TC Kuruluş ilkelerinden saparak, yarım asrı geçkin bir dönemde, İstiklal Savaşımının kazanımlarını harcamıştır. Kendi çocuklarını yiyen timsahlar gibi devrim ilkelerini hayata geçirmeye çalışan bu mozağiyi, kendi ulusunu, emperyalizmle işbirliği içersinde, asmış, hapsetmiş, darmadağın etmiştir.

Ülkemiz saldırı ve sivil işgal altına alınmaya başladığında, Kurtuluş Savaşının Sloganları altında, etnisiteler Türk Irkçılığına kan verme davetiyesi görmekteler. Ki bu zemin, kaygandır. Bu zeminden bir değil, birkaç kez düşmüş bu etnisiteler, elbette temkinli olacaklardır.Tarihten ve bugün yaşananlardan dersler almak zorundayız. Çünkü tekrarın yarasız olduğunu biliyoruz. Fakat ne oluyor?
Nasrettin Hoca’nın söylemi gibi, ‘’Hırsızın hiç mi suçu yok?’’demek zorundayız. Sermaye Çetesinin örtülü işgalinin yüzü AKP döneminde gözler önüne serildiği halde, ortalıkta bunca bakarkörün olma nedeni, yalnızca Tek Dünya Düzencilerimidir? Çok olmadı daha geçen ay 13 şehidimizin yakılarak öldürülmesini protesto ederken, sokaklara bir mozaik olarak döküldüğümüzde ‘’Türk!’’lerimiz biz 2. Sınıf ‘’Türklere’’ önderlik yapmaya, inisiyatif koymaya kalkıştılar. Bu her alanda böyle değil mi? Üstelik biz Clinton Tayyibinide al defol derken, seslerimiz, tekbir Allahuekber! Şehitler ölmez vatan bölünmez! Sloganlarının altında kayboluyordu.

Besbelli ki, Küresel Çete, Türkiye’yi dünya sömürüsünün üssü olarak tesbit etmiş, hazırlık ve uygulamasını yapıyor. Bu arada gözümüzden kaçmayan gerçeklik Türk Irkçı ideolojisinin zaten bu ‘’Merkez Olma!’’ programına karşı olmadığıdır. Türk-İslam Hareketinin temelide buna dayanmaktadır. Bu nedenle de ateşle oynamayı tercih etmişlerdir, etmektedirler. İşte bu tercih, yarım asrı aşkın bir zamandır, iç huzursuzluklarda olduğu kadar, dışta bağımlılığı arttıran süreçlere imzasını koymasının nedeni olmuştur.

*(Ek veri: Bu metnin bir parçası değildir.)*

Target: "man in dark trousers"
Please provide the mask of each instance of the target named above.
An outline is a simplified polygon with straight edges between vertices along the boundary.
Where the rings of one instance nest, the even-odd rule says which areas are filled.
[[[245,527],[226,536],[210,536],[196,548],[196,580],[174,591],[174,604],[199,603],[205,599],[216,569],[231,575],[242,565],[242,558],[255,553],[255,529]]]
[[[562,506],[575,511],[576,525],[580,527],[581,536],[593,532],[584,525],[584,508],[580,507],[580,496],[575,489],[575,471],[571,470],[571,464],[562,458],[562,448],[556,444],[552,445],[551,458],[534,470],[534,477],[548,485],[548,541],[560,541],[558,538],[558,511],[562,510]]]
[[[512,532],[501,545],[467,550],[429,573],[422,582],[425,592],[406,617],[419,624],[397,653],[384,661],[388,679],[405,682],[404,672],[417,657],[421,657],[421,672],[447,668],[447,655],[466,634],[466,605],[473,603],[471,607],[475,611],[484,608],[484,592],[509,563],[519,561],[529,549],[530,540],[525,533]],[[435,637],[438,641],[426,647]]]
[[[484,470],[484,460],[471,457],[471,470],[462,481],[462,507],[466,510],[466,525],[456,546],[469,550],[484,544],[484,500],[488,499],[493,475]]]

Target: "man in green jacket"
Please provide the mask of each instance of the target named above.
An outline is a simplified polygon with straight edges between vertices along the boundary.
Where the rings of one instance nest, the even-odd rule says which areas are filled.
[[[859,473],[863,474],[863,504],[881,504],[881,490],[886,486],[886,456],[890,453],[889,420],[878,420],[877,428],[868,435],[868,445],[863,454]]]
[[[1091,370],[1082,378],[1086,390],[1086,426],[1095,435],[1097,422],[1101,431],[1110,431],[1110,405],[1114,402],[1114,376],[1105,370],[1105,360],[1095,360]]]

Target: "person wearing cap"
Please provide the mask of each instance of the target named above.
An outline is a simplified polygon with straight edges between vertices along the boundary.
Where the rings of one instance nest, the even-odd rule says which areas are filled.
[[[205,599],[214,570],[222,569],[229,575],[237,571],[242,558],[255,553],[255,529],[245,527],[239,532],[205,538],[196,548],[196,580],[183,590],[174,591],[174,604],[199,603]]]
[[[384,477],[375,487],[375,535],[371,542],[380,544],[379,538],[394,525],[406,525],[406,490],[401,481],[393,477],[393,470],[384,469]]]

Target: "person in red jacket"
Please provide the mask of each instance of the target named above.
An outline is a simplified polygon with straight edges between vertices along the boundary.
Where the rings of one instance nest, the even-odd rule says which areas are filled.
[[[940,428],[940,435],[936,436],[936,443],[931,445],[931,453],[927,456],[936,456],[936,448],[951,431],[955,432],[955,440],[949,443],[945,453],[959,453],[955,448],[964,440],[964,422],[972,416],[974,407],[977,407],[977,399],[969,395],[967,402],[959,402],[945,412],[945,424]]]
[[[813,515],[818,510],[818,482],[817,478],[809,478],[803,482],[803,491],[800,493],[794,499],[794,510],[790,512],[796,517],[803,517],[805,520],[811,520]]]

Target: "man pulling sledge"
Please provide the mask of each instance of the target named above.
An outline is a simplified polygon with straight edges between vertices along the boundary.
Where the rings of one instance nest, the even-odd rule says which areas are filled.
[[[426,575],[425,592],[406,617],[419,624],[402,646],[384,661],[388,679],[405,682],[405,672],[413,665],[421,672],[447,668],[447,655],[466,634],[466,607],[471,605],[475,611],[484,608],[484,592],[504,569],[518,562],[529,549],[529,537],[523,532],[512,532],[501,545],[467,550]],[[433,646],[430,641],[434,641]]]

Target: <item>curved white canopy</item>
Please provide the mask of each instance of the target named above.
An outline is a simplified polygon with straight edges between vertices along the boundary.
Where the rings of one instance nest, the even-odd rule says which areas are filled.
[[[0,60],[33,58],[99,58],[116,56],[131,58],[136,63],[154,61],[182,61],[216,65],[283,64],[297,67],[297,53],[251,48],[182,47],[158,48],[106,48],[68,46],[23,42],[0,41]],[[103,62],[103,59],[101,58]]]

Bunun son örneklerinden birini, Libya saldırısı sırasında görmedik mi? AKP, CHP ve MHP bir celsede, GBOP’nin bu harekatını onaylamadı mı? Misratadan kaçan 600 mülteci boğuldu da noldu? İnsafa mı geldiler?

Türk! Şapkasını önüne alıp bu iş böyle gitmez! mi dedi? Hayır hala partizanca tutumlar devam etmekte, geniş katılımlı haklı protestolar, partizanca sloganlarının platformları gibi işlenmektedir.

Bizler bu vatanın evlatları, sahipleriyiz. Türkçü nasıl ki Orta Asyayı terketmesine rağmen, sahipleniyor bununla gurur duyuyorsa, bizler de anavatanlarımızı unutmadık, sahipleniyoruz, gurur duyuyoruz. Damarlarımızda akan kandaki kudret bozulmadan duruyor. Tıpkı Türkiyenin mozağiyi Türkler olmaktan gurur duyduğumuz gibi. Ekonomik krizlerin, paylaşım savaşlarının içinden yükseltilen, ırkçı söylemlerin savaşlarda iyi gaza getirdiğini, fakat tıpkı, Musollini gibi ayaklarından asıldığını, Hitler gibi saklanarak sefilce öldüğü veya öldürüldüğünü biliyoruz.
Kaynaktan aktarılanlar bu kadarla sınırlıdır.